This budget does very little to promote women’s equality or to tackle those issues that are important to women.
While the federal budget contains many tax changes and some new program funding it is primarily directed at high income earners. This is significant since the average earnings of women working full time for a full year is $36,500. That is only 71% of what men earn based on the same hours (2003). Indeed many budget initiatives are non-refundable tax credits. This means those who do not pay taxes receive no benefit. This includes the child tax credit. Women make up a disproportionate share of low income earners. In 2003 the poverty rate was 49% for single parent mothers compared to 20% for lone parent fathers.
Income splitting (for tax purposes only) for pensioners, doesn’t ensure that senior/retired women receive an income in their own right. Indeed the tax change does nothing for Canada’s poorest seniors – widows.

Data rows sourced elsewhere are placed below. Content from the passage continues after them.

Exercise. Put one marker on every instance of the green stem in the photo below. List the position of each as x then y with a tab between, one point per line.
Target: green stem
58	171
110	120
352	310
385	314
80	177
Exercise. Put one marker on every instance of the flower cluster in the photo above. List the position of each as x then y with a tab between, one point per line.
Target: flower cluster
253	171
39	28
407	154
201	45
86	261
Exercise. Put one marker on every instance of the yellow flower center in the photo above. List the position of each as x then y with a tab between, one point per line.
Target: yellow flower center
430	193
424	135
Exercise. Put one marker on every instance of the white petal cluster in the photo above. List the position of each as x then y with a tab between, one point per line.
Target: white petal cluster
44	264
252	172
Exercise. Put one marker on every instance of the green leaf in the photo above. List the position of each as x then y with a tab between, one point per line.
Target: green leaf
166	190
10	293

Much of the budget initiatives are transfers to other levels of government. This money comes without federal standards to ensure that all Canadians have equal access to high level, essential social programs and public services. The federal Tory government’s ideological approach to less government is not the approach women want. Women and children are the largest users of much of Canada’s social programs and we need assurances that the delivery of these services will meet common standards. We also need assurances that money given with one hand will not be clawed back with the other.

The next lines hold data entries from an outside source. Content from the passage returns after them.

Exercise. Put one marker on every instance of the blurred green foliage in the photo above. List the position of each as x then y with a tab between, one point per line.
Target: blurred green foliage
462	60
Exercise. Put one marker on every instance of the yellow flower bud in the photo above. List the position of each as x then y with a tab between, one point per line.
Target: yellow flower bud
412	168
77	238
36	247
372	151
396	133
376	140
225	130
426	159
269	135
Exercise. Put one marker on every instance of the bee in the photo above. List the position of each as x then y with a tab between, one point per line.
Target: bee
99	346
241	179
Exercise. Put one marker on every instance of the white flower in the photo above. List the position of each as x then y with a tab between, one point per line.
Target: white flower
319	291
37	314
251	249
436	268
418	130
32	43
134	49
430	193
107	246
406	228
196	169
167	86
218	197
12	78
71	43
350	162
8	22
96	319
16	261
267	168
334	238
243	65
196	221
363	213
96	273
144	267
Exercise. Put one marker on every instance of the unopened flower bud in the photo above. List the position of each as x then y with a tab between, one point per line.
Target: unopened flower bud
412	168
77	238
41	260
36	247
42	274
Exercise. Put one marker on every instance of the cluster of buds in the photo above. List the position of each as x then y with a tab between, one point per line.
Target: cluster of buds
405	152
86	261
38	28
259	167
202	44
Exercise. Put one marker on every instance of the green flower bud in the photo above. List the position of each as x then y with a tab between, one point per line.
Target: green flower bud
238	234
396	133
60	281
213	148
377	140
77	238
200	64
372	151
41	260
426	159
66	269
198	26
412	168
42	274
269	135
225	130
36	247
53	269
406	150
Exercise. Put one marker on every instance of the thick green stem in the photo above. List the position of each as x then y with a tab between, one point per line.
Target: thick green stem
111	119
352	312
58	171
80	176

Tax cuts, of which there are many in this budget, mean a loss of revenue for government to expand and enhance social programs and public services that women use and need.
The new money for Status of Women Canada (SWC) is not going toward operational spending – the funding taken away last year. Rather it is directed at program and partnership funding but without amending the terms and conditions for receiving funding from SWC. This means that private companies could get funding from SWC but many not- for-profit organizations will not. For example, some shelters for women and children, where CUPE members work could lose funding, but Honda Canada could get funding for a training program directed at women. This means that organizations receiving funding cannot lobby or advocate on behalf of the women they serve. Being on the front line they are among the best to do this. The federal Tory government continues to stifle opposition to its stance on equality and human rights.
The gender lens is missing from this federal budget. While the word women is mentioned several times in the budget document, the impact of the budget on women is harsh. Women’s equality has not been advanced. The needs of women, including pay equity, employment equity, and affordable, universal, licensed child-care program are ignored.